DTTD: Digital-Twin Tracking Dataset Official Repository


This repository is the implementation code of the paper "Digital-Twin Tracking Dataset (DTTD): A Time-of-Flight 3D Object Tracking Dataset for High-Quality AR Applications".

In this work we create a novel RGB-D dataset, Digital-Twin Tracking Dataset (DTTD), to enable further research of the digital-twin tracking problem in pursuit of a Digital Twin solution. In our dataset, we select two time-of-flight (ToF) depth sensors, Microsoft Azure Kinect and Apple iPhone 12 Pro, to record 100 scenes each of 16 common purchasable objects, each frame annotated with a per-pixel semantic segmentation and ground truth object poses. We also provide source code in this repository as references to data generation and annotation pipeline in our paper.

Dataset File Structure

├── train_data_list.txt
├── test_data_list.txt
├── classes.txt
├── cameras
│   └── iphone14pro_camera1 (to be released...)
├── data
│   ├── scene_1
│   │   └── data
│   │   │   ├── 00001_color.jpg
│   │   │   ├── 00001_depth.png
│   │   │   ├── 00001_label_debug.png
│   │   │   ├── 00001_label.png
│   │   │   ├── 00001_meta.json
│   │   │   └── ...
|   |   └── scene_meta.yaml
│   ├── scene_2
│   │   └── data
|   |   └── scene_meta.yaml
|   ...
└── objects
    ├── apple
    │   ├── apple.mtl
    │   ├── apple.obj
    │   ├── front.xyz
    │   ├── points.xyz
    │   ├── textured_0_etZloZLC.jpg
    │   ├── textured_0_norm_etZloZLC.jpg
    │   ├── textured_0_occl_etZloZLC.jpg
    │   ├── textured_0_roughness_etZloZLC.jpg
    │   └── textured.obj.mtl
    ├── black_expo_marker
    ├── blue_expo_marker
    ├── cereal_box_modified
    ├── cheezit_box_modified
    ├── chicken_can_modified
    ├── clam_can_modified
    ├── hammer_modified
    ├── itoen_green_tea
    ├── mac_cheese_modified
    ├── mustard_modified
    ├── pear
    ├── pink_expo_marker
    ├── pocky_pink_modified
    ├── pocky_red_modified
    ├── pocky_white_modified
    ├── pop_tarts_modified
    ├── spam_modified
    ├── tomato_can_modified
    └── tuna_can_modified


Before running our data generation and annotation pipeline, you can activate a conda environment where Python Version >= 3.7:

conda create --name [YOUR ENVIR NAME] python = [PYTHON VERSION]
conda activate [YOUR ENVIR NAME]

then install all necessary packages:

pip install -r requirements.txt

Code Structure

Dataset Structure

Final dataset output:

What you Need to Collect your own Data

  1. OptiTrack Motion Capture system with Motive tracking software
    • This doesn't have to be running on the same computer as the other sensors. We will export the tracked poses to a CSV file.
    • Create a rigid body to track a camera's OptiTrack markers, give the rigid body the same name that is passed into tools/capture_data.py
  2. Microsoft Azure Kinect
  3. iPhone 14 pro
    • Please build the project in iphone_app/ in XCode and install on the mobile device.
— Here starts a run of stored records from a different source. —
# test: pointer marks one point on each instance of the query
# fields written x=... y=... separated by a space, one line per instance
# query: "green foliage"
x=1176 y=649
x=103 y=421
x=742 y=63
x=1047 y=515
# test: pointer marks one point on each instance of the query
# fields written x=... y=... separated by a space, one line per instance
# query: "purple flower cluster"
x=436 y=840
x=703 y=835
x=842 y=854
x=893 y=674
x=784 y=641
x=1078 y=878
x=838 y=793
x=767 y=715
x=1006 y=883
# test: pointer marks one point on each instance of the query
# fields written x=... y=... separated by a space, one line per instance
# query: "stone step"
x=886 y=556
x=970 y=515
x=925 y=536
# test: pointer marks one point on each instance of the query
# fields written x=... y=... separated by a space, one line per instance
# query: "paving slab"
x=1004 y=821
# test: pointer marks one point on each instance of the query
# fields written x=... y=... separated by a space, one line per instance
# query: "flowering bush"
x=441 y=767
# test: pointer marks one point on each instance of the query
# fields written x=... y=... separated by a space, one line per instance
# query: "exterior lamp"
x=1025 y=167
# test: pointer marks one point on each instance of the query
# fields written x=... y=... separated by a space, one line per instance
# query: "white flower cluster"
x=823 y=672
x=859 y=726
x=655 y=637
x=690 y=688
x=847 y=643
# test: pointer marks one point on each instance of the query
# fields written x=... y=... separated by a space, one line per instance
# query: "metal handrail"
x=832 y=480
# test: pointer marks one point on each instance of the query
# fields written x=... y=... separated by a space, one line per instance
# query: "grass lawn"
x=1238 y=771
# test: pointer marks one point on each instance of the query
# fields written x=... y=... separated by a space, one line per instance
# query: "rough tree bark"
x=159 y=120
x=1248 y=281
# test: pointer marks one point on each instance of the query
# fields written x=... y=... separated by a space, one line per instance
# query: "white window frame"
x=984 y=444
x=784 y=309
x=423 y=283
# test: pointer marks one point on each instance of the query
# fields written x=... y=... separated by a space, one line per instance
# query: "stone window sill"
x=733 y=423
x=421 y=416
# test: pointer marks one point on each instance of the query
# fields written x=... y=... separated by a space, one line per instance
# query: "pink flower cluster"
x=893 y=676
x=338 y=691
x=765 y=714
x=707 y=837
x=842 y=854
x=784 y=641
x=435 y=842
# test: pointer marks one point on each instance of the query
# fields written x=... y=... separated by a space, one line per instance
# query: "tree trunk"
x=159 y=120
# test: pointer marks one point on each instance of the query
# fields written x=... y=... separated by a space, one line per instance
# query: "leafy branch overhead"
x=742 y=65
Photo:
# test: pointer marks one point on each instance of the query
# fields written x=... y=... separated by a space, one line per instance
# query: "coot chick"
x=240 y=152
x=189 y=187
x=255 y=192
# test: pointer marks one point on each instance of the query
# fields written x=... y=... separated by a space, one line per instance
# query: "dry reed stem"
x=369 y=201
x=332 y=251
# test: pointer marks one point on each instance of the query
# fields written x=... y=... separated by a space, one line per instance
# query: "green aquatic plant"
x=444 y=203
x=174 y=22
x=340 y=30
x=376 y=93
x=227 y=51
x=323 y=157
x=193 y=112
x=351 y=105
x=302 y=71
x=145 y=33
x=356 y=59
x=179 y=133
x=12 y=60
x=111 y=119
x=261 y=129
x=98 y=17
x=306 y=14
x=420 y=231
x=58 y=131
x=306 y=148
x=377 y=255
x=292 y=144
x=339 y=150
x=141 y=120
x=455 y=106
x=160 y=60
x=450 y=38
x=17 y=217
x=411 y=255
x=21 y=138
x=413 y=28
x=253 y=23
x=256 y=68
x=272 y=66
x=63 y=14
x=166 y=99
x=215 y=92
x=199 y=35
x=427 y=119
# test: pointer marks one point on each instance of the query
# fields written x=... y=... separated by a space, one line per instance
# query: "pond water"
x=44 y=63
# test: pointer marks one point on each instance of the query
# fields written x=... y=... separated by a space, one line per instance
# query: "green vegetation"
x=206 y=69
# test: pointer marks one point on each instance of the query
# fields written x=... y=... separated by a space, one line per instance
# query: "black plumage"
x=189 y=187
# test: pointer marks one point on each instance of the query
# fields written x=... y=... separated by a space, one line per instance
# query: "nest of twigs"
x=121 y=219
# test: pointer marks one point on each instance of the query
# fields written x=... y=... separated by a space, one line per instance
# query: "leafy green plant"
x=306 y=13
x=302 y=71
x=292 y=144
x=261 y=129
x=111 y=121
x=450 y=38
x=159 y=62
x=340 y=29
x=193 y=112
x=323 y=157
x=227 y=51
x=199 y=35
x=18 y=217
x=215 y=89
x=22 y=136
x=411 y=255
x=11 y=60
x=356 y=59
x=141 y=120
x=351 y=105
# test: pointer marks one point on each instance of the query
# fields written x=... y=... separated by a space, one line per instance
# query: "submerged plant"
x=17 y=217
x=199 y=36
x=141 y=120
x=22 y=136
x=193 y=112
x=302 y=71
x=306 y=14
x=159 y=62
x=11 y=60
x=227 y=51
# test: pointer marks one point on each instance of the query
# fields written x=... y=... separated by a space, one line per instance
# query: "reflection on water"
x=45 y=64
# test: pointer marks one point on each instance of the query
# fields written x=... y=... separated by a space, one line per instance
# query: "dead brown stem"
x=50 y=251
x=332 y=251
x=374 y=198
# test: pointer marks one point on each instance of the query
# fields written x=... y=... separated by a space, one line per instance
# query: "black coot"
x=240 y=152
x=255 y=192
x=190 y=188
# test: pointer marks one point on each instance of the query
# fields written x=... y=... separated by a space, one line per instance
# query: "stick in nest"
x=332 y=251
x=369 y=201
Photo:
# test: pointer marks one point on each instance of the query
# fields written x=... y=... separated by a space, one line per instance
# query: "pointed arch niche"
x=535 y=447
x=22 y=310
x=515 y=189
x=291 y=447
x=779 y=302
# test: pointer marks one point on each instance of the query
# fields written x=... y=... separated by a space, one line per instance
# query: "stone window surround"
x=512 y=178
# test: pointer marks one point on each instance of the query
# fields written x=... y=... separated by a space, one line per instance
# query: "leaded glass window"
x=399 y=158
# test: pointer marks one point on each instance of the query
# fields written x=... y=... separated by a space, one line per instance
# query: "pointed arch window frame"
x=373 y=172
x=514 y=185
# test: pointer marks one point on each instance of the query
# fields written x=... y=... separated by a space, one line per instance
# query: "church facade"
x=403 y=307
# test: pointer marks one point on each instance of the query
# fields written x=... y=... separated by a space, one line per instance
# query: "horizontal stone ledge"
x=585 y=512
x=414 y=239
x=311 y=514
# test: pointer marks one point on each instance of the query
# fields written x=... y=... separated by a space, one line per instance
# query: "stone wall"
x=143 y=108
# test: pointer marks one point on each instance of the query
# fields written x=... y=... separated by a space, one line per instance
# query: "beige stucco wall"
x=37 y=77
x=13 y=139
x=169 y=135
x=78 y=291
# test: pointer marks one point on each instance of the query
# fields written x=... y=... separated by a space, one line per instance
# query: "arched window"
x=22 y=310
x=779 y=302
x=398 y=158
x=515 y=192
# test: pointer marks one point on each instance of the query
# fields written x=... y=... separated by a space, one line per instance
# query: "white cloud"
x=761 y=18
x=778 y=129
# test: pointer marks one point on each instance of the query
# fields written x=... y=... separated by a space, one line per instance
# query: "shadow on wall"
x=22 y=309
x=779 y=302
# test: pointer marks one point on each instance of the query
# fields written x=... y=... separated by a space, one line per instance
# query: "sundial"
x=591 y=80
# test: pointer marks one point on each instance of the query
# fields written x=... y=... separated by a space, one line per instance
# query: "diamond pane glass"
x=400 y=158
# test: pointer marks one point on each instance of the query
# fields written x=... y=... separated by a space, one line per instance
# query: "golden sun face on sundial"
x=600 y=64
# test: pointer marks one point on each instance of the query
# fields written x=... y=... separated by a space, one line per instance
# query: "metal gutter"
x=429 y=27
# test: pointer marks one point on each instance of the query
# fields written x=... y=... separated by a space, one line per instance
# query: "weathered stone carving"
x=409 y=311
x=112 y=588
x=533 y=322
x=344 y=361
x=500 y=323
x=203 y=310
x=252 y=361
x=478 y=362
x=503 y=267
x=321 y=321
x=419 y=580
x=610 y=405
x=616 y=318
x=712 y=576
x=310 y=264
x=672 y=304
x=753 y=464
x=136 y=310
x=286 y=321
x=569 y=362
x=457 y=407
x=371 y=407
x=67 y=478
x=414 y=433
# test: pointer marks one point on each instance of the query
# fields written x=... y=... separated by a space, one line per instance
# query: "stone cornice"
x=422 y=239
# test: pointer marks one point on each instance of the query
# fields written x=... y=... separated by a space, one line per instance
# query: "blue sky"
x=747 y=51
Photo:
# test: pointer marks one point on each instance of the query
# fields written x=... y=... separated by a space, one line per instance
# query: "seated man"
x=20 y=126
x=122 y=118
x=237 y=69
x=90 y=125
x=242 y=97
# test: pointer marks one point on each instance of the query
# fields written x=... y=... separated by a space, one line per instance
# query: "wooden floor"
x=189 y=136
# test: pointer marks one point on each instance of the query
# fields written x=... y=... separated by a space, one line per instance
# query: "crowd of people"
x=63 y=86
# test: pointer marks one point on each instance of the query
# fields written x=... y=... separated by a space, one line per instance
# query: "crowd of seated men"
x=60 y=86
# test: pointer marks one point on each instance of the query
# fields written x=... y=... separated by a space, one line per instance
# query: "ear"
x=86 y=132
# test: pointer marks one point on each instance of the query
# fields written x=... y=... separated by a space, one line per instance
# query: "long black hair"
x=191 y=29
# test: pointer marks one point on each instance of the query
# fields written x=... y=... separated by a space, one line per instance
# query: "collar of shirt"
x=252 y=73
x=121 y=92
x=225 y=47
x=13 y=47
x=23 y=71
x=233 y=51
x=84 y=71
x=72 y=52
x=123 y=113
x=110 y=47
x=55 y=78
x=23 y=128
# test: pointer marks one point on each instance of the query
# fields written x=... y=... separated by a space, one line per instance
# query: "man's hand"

iphone Data Collection Pipeline

Configuration & Setup

  1. Place ARUCO marker somewhere visible.
  2. Put 5 markers on the body of the iPhone, create ridge body named iPhone14Pro_camera in the OptiTrack software.

Caculate Extrinsic Process (Re-caculate the extrinsic on the start of collection day)

Data Collection Step

  1. Place markers on the corners of the aruco marker, in the order from down-left, down-right, up-right, up-left. We use this to compute the (aruco -> opti) transform.
  2. Place marker positions into calculate_extrinsic/aruco_corners.yaml, labeled under keys: quad1, quad2, quad3, and quad4.
  3. Start the OptiTrack recording.
  4. Synchronization Phase
    1. Press start calibration on iphone to begin recording data.
    2. Observe the ARUCO marker in the scene and move the camera in different trajectories to build synchronization data (back and forth 2 to 3 times, slowly).
    3. Press stop calibration when finished.
  5. Data Capturing Phase
    1. Press start collection to begin recording data.
    2. Observe the ARUCO marker while moving around the marker. (Perform 90-180 revolution around the marker, one way.)
    3. Press stop collection when finished.
  6. Stop OptiTrack recording.
  7. Export OptiTrack recording to a CSV file with 60Hz report rate.
  8. Move tracking CSV file to /extrinsics_scenes/<scene name>/camera_poses/camera_poses.csv.
  9. Export the app_data to /extrinsics_scenes/<scene name>/iphone_data.
  10. Move the timestamps.csv to /extrinsics_scenes/<scene name>.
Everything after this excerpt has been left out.